Last week when he questioned defendant Matthew Heimbach, head of the now-defunct neo-Nazi group Traditionalist Worker Party, he took it as an opportunity to riff with a like-minded individual about antisemitic memes, Nazi Germany, and more. “What’s your favorite Holocaust joke,” Cantwell asked Heimbach. There was a pause, and Heimbach laughed. Cantwell decided to withdraw the question. 

The fact that Cantwell and Spencer appear to have rather long leashes in court, and routinely seem to stray well beyond the facts of the case when questioning witnesses or delivering testimony without reprimand, isn’t unusual given that they’re representing themselves, explained Brian Levin, who heads the Center for the Study of Hate and Extremism at California State University, San Bernardino. Judges tend to give pro se defendants a bit more flexibility. 
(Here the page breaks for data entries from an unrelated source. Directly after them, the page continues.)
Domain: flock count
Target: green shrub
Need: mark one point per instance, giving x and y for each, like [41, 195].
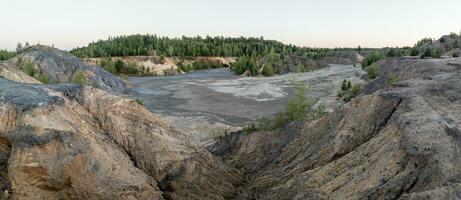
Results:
[139, 101]
[391, 80]
[268, 70]
[372, 58]
[372, 71]
[298, 108]
[29, 68]
[80, 77]
[42, 78]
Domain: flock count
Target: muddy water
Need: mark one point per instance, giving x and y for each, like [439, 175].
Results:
[205, 103]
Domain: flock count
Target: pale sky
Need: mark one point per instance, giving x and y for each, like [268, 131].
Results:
[315, 23]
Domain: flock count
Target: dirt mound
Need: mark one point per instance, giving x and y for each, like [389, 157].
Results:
[50, 65]
[396, 141]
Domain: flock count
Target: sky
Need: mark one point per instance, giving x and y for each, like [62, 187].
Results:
[314, 23]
“While it may seem, and often is, that the defendants are using their appearances to platform bigotry and troll the court, they do so at their own legal risk,” said Levin. “Key to legal representation is client control, and while ideology is admissible in the case, an exposition of it in a particularly offensive way is going to leave a jury with a bad taste in their mouth as they attempt to digest a lot of information. No lawyer would advise them to discuss Holocaust jokes and other vile banter because it does nothing to help their defense.”

The trial is slated to last through November 19, though there’s some concern from both sides about their ability to make their cases and give the jury sufficient time to deliberate in such a short period.